I eventually found two answers to the problem, both from libraries on pypi.org. The first is self-attention and can be implemented with Keras (the pre TF 2.0 integrated version of Keras) as follows...
model = keras.models.Sequential()
model.add(keras.layers.LSTM(cfg.LSTM, input_shape=(cfg.TIMESTEPS,
cfg.FEATURES),
return_sequences=True))
model.add(SeqSelfAttention(attention_width=cfg.ATTNWIDTH,
attention_type=SeqSelfAttention.ATTENTION_TYPE_MUL,
attention_activation='softmax',
name='Attention'))
model.add(keras.layers.Dense(cfg.DENSE))
model.add(keras.layers.Dense(cfg.OUTPUT, activation='sigmoid'))
The second way to do it is a more general solution that works with the post TF 2.0 integrated Keras as follows...
model = tf.keras.models.Sequential()
model.add(layers.LSTM(cfg.LSTM, input_shape=(cfg.SEQUENCES,
train_X.shape[2]),
return_sequences=True))
model.add(Attention(name='attention_weight'))
model.add(layers.Dense(train_Y.shape[2], activation='sigmoid'))
They each behave a little different, and produce very different results. The self-attention library reduces the dimensions from 3 to 2 and when predicting you get a prediction per input vector. The general attention mechanism maintains the 3D data and outputs 3D, and when predicting you only get a prediction per batch. You can solve this by reshaping your prediction data to have batch sizes of 1 if you want predictions per input vector.

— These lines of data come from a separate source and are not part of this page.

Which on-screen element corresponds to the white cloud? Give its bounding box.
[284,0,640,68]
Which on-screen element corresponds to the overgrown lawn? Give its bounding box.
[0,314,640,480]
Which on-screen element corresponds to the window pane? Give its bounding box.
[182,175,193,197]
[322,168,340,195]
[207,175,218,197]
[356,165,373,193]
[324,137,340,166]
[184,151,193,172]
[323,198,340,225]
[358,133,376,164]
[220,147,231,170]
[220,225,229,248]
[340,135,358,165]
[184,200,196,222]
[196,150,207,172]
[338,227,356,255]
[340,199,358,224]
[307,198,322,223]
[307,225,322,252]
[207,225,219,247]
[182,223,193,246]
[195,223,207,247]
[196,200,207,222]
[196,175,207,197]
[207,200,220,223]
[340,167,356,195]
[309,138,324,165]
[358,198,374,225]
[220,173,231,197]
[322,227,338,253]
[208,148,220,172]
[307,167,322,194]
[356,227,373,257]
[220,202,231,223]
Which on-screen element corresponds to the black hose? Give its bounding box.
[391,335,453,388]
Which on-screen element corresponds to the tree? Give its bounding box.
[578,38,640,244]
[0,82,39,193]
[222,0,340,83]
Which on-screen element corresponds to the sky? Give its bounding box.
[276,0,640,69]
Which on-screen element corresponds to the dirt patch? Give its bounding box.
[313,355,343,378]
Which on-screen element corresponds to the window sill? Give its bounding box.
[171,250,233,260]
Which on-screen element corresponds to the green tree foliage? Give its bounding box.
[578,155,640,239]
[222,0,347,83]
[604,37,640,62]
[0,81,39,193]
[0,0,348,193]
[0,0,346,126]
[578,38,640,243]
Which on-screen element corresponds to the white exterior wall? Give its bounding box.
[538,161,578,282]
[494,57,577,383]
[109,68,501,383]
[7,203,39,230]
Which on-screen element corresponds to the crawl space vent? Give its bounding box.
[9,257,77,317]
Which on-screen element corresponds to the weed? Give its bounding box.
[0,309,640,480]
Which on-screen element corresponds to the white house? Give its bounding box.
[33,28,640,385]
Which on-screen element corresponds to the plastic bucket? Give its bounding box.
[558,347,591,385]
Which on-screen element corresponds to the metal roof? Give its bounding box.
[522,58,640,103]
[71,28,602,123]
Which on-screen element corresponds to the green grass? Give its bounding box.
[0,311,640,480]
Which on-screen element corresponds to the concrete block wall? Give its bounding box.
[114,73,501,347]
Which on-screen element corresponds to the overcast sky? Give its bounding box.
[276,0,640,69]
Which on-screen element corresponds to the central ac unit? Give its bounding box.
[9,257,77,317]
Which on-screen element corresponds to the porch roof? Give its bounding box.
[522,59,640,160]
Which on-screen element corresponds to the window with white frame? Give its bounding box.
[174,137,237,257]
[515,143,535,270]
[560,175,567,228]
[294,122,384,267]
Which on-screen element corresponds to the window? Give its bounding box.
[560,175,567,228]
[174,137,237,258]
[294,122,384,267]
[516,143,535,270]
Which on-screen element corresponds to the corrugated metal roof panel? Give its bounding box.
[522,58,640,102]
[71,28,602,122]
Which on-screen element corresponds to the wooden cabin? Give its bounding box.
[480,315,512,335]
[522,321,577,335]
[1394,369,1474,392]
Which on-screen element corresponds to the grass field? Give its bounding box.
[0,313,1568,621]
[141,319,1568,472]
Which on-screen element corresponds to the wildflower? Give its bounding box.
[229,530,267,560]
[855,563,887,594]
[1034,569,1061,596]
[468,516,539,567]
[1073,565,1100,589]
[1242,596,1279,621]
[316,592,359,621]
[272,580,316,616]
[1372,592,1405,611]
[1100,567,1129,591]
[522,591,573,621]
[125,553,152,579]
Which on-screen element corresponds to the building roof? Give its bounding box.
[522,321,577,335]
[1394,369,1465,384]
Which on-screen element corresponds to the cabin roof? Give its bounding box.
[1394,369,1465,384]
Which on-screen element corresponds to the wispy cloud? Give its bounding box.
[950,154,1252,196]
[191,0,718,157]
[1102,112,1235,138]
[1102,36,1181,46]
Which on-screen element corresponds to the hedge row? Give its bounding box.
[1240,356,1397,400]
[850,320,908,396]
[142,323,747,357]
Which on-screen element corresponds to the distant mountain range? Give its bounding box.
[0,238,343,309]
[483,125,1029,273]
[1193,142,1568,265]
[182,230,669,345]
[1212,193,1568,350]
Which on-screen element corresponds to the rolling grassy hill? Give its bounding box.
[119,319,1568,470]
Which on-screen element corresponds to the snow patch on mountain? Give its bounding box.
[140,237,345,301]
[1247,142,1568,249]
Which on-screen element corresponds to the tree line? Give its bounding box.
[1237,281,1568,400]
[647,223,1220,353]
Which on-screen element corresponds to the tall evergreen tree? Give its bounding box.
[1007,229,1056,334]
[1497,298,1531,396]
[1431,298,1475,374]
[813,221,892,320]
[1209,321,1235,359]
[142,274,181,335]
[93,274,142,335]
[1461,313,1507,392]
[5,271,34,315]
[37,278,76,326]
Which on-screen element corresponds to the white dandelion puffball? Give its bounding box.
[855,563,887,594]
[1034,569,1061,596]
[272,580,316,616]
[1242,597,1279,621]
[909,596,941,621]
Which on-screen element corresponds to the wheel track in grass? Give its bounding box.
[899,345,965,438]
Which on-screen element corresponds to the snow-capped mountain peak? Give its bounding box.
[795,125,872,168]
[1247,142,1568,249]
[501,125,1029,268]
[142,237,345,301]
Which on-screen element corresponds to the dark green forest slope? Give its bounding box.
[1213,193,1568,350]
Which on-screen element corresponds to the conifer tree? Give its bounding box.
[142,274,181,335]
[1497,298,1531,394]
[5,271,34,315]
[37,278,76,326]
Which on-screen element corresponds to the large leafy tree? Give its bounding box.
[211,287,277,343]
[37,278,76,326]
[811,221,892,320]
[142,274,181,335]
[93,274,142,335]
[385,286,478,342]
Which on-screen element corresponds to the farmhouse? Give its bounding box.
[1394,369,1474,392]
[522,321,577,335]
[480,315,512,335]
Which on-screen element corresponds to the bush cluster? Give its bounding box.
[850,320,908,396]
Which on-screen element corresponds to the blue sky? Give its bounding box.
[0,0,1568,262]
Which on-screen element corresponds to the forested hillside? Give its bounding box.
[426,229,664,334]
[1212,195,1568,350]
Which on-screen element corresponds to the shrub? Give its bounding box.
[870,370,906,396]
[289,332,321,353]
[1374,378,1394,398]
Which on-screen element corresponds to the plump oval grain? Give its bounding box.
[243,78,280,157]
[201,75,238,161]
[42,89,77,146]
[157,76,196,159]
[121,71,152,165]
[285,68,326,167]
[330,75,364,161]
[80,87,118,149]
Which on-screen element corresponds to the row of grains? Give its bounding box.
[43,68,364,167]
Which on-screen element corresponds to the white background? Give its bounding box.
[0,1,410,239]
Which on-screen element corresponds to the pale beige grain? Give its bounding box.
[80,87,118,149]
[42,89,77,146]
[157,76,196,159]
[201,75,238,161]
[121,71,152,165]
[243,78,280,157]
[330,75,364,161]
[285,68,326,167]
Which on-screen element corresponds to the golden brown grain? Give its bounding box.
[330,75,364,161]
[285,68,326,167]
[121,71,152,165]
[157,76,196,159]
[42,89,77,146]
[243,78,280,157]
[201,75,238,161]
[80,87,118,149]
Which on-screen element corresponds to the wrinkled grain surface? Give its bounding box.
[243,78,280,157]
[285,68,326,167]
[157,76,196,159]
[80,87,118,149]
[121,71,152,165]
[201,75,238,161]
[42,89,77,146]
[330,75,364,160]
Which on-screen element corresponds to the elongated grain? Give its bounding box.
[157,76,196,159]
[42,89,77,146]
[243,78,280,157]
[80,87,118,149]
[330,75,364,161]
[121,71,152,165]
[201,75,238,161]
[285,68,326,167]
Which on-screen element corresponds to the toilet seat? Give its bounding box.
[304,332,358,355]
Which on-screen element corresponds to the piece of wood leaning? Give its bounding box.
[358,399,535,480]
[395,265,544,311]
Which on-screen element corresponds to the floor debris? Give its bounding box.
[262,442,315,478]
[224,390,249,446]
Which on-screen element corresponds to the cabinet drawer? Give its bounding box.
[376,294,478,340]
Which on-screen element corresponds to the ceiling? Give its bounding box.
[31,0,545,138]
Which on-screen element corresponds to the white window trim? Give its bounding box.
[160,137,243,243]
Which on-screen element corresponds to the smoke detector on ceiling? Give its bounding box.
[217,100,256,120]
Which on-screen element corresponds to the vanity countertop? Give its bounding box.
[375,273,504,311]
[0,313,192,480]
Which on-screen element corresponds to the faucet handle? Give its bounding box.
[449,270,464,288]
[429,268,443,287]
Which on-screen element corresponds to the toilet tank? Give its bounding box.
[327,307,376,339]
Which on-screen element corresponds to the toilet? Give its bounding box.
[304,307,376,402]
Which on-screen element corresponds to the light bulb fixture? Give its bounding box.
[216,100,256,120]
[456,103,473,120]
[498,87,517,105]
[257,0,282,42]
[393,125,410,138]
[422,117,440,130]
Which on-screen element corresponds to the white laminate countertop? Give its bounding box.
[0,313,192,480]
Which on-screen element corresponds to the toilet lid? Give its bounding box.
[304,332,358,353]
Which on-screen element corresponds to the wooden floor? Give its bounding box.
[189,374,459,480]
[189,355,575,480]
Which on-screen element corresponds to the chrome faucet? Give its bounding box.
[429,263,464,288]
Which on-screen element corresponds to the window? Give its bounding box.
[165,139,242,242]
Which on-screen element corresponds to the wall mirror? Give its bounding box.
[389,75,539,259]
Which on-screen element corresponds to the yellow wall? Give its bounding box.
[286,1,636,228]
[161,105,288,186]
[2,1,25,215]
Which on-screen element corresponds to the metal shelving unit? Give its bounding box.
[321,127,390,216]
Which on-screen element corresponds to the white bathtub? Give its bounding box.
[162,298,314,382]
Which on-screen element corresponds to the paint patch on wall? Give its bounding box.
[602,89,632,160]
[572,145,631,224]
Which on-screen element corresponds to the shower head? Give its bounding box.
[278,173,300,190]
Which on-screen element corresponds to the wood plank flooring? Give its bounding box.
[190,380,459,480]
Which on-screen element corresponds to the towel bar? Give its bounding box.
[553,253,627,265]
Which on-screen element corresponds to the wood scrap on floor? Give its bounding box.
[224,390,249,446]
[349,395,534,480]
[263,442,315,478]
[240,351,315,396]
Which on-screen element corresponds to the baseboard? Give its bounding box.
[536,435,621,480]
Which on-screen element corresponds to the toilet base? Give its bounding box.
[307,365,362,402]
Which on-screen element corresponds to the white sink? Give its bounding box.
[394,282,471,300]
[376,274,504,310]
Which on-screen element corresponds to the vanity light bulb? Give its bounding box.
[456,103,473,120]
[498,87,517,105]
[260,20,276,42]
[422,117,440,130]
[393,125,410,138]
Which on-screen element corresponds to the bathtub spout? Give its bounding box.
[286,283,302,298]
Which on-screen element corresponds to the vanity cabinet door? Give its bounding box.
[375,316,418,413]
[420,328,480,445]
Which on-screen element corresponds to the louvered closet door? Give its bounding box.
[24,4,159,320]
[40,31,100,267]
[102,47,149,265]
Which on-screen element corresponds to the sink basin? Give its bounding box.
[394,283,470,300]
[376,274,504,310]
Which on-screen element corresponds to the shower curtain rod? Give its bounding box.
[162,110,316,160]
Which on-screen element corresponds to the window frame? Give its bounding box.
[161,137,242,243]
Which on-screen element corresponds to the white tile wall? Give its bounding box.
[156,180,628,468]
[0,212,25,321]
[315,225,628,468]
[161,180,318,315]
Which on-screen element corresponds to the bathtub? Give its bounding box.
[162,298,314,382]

As for results, the self-attention did produce superior results to LSTM alone, but not better than other enhancements such as dropout or more dense, layers, etc. The general attention does not seem to add any benefit to an LSTM model and in many cases makes things worse, but I'm still investigating.
In any case, it can be done, but so far it's dubious if it should be done.